The advice is contained in a 174-page report from the Ministry-backed NZ Guidelines Group called Suspected Cancer in Primary Care – Guidelines for investigation, referral and reducing ethnic disparities, which sets out background data and guiding principles on a range of cancers.

The report avoids getting into population-based screening – a major issue in detecting prostate cancer – saying:

Cancer screening, health promotion and prevention, case-finding in asymptomatic people, recurrence of a previous cancer and metastatic cancer were beyond the guideline scope and therefore are not included.

However, it does relent a little in the section on ethnicity and cancer treatment disparity:

Addressing the issue of cancer screening is outside the broad scope of this guideline. However, because of the impact that screening uptake can potentially have on disease outcomes, it is briefly included as part of this disparity chapter.

In the section on prostate cancer, it outlines the following advice for GPs seeing patients:

  1. A man presenting with macroscopic haematuria (blood in urine) should be referred urgently to a specialist;
  2. A man found to have an enlarged, smooth prostate on digital rectal examination and a normal PSA should only be referred to a specialist if they have macroscopic haematuria;
  3. An older man presenting with lower urinary tract symptoms (frequency, hesitancy, nocturia) should be recommended to have a digital rectal examination and a PSA test.

Men with erectile dysfunction are excluded from the referral guidelines.

The report also contains the latest data on cancer trends and explores in some depth the detection, care and mortality disparities between Maori, Pacific people and European Kiwis.

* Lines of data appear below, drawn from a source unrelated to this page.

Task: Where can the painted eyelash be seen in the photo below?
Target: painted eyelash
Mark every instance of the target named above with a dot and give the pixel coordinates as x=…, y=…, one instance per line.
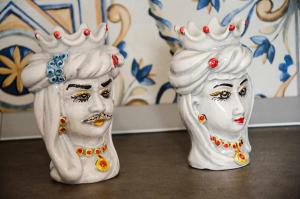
x=218, y=95
x=244, y=87
x=105, y=93
x=79, y=97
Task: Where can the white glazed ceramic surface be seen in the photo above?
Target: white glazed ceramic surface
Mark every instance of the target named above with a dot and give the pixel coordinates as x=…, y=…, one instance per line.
x=75, y=115
x=215, y=100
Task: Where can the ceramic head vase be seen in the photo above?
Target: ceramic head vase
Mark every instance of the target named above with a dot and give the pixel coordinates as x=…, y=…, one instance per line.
x=215, y=95
x=72, y=81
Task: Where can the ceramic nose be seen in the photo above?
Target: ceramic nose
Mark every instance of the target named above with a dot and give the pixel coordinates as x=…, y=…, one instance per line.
x=238, y=106
x=97, y=105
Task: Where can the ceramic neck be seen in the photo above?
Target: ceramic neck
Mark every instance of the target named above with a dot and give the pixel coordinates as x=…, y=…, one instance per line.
x=89, y=141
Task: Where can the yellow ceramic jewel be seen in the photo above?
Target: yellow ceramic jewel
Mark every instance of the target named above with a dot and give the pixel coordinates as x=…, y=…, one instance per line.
x=241, y=158
x=99, y=122
x=102, y=164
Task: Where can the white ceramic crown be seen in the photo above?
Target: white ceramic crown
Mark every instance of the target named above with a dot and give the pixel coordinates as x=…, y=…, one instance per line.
x=215, y=95
x=83, y=39
x=72, y=81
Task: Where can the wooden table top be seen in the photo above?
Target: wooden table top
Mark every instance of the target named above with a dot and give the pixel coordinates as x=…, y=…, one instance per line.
x=154, y=165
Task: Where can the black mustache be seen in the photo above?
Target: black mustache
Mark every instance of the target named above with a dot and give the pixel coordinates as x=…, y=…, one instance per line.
x=97, y=116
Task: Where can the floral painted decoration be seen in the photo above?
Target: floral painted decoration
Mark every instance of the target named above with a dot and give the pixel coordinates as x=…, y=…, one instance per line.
x=142, y=75
x=283, y=67
x=264, y=46
x=55, y=68
x=209, y=4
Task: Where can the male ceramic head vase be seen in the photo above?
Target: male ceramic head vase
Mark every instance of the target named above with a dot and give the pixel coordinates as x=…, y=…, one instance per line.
x=214, y=94
x=72, y=81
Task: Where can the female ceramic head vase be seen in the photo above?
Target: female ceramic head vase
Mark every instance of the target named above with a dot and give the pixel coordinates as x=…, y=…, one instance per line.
x=72, y=81
x=214, y=94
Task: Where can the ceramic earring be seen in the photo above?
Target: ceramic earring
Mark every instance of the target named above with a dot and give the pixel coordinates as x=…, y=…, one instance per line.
x=62, y=125
x=202, y=118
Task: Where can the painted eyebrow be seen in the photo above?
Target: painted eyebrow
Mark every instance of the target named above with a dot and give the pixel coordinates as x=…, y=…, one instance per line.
x=104, y=84
x=79, y=86
x=229, y=85
x=245, y=80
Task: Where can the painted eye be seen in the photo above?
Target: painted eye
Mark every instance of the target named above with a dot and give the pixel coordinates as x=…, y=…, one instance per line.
x=221, y=95
x=105, y=93
x=81, y=97
x=243, y=91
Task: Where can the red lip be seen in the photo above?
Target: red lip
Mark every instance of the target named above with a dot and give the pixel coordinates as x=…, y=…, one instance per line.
x=239, y=120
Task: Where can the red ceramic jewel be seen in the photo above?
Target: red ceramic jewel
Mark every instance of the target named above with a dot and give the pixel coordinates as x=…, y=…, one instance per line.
x=115, y=60
x=181, y=30
x=205, y=29
x=231, y=27
x=86, y=32
x=213, y=62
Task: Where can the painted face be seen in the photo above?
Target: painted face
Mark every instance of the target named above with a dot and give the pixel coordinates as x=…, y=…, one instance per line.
x=88, y=106
x=226, y=105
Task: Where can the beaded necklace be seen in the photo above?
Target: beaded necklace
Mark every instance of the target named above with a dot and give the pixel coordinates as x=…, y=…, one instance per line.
x=239, y=157
x=101, y=163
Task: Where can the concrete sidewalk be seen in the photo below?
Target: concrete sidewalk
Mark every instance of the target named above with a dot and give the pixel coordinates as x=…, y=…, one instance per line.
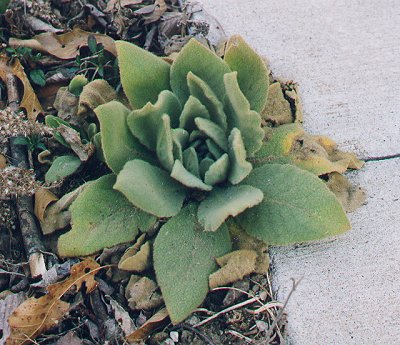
x=345, y=55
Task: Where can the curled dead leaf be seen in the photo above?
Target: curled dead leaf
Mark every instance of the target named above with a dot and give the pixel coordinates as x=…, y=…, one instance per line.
x=37, y=315
x=141, y=293
x=95, y=93
x=29, y=100
x=158, y=320
x=43, y=198
x=136, y=258
x=351, y=197
x=234, y=266
x=65, y=46
x=57, y=215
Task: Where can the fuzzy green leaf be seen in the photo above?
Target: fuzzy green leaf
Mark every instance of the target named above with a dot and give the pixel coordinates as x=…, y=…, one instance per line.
x=165, y=152
x=191, y=161
x=224, y=202
x=185, y=177
x=118, y=144
x=240, y=168
x=150, y=188
x=213, y=131
x=145, y=123
x=199, y=89
x=218, y=171
x=62, y=167
x=184, y=257
x=102, y=217
x=240, y=115
x=253, y=75
x=297, y=207
x=192, y=109
x=143, y=75
x=196, y=58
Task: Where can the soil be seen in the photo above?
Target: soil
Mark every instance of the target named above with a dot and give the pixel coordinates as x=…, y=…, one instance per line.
x=92, y=320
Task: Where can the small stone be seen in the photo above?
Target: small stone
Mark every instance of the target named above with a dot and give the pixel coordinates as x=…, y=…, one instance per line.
x=174, y=336
x=262, y=326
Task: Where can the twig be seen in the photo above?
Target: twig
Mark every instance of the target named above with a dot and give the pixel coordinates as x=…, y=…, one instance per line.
x=279, y=316
x=196, y=331
x=236, y=306
x=24, y=204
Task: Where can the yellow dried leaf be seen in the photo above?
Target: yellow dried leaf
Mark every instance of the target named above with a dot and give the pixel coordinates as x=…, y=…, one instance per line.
x=351, y=197
x=95, y=93
x=43, y=199
x=158, y=320
x=29, y=100
x=234, y=266
x=37, y=315
x=65, y=46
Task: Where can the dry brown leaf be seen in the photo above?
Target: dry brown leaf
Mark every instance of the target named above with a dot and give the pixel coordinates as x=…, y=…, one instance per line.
x=234, y=266
x=141, y=293
x=121, y=3
x=29, y=100
x=43, y=198
x=37, y=315
x=57, y=215
x=3, y=161
x=66, y=104
x=351, y=197
x=136, y=258
x=65, y=46
x=158, y=320
x=96, y=93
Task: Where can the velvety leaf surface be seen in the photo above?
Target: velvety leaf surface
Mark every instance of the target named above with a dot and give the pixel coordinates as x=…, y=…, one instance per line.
x=184, y=257
x=213, y=131
x=240, y=168
x=199, y=89
x=143, y=75
x=196, y=58
x=150, y=188
x=241, y=117
x=297, y=207
x=144, y=123
x=252, y=72
x=218, y=171
x=102, y=217
x=185, y=177
x=118, y=144
x=222, y=203
x=192, y=109
x=62, y=167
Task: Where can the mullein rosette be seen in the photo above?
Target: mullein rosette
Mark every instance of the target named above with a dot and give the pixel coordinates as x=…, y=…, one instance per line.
x=184, y=149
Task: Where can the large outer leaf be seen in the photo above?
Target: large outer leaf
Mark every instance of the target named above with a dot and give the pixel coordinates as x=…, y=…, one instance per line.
x=118, y=144
x=150, y=188
x=224, y=202
x=144, y=123
x=240, y=168
x=297, y=207
x=143, y=75
x=184, y=258
x=102, y=217
x=196, y=58
x=241, y=117
x=252, y=72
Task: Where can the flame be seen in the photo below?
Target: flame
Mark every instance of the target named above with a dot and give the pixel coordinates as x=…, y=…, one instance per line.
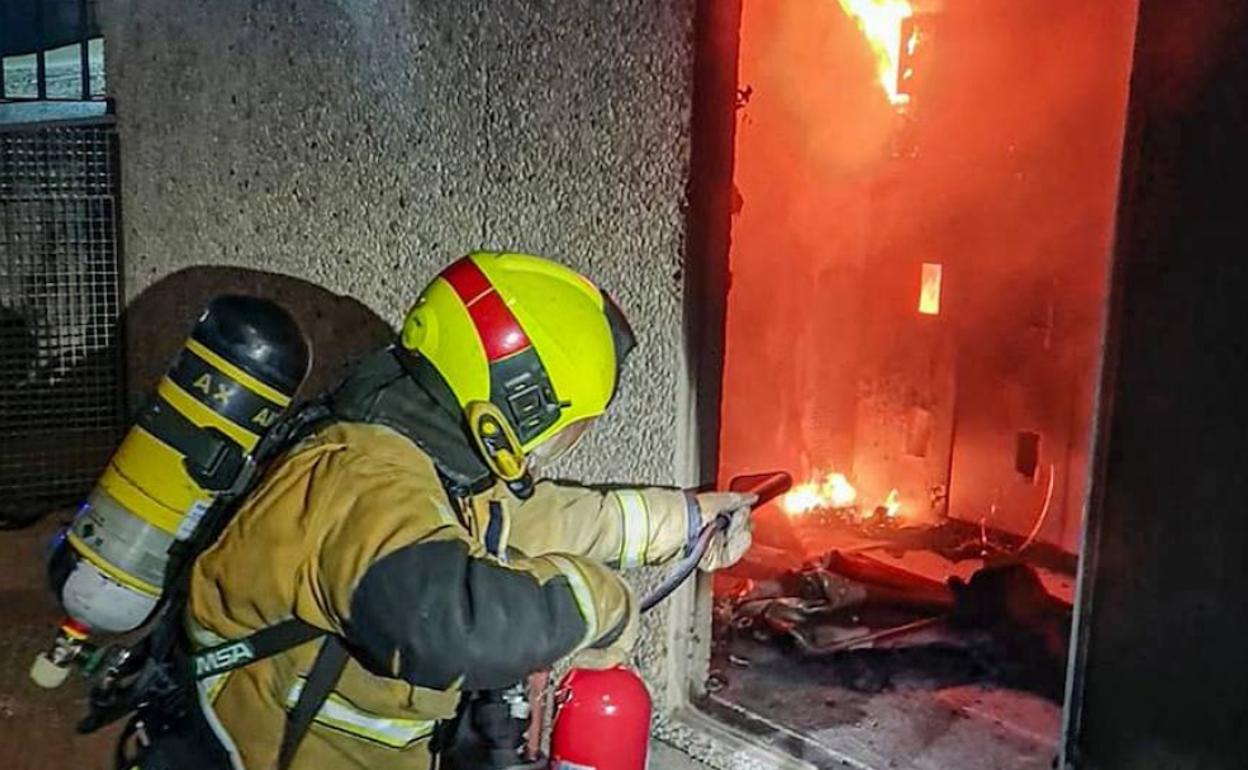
x=892, y=504
x=834, y=491
x=880, y=21
x=929, y=293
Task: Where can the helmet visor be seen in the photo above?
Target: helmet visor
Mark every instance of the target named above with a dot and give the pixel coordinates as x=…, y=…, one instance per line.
x=558, y=444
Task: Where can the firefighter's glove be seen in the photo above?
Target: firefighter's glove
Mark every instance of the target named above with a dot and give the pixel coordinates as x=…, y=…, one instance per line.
x=729, y=545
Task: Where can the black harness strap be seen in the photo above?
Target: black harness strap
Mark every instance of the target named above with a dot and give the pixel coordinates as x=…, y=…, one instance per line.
x=325, y=673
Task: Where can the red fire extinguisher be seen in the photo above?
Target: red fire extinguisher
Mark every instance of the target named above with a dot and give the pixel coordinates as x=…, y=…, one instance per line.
x=602, y=721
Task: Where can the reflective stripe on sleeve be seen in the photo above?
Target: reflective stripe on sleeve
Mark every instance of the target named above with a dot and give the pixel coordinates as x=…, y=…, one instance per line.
x=582, y=593
x=635, y=527
x=340, y=714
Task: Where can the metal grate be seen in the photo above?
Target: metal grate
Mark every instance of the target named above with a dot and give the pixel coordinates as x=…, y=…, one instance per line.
x=61, y=399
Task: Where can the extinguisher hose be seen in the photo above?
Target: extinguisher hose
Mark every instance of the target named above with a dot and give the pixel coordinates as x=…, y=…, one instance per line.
x=763, y=486
x=685, y=567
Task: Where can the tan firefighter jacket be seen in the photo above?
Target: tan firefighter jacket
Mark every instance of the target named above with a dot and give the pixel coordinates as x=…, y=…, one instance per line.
x=352, y=532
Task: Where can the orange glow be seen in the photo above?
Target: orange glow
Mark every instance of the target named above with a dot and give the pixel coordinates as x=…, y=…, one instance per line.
x=929, y=293
x=892, y=504
x=834, y=492
x=880, y=21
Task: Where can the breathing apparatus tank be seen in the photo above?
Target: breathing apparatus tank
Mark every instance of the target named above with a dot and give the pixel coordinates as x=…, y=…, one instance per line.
x=232, y=380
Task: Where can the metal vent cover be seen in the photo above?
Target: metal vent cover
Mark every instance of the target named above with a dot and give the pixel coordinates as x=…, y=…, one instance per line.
x=61, y=366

On the page listing organisations that endorse the report (so presumably have seen it already), the Cancer Society of NZ (which opposes population-based prostate cancer screening) is included – but not the Prostate Cancer Foundation of NZ (which supports it).

The report comes just a week before the Government’s Parliamentary inquiry into prostate cancer detection and treatment, which will hear its first submissions on Wednesday.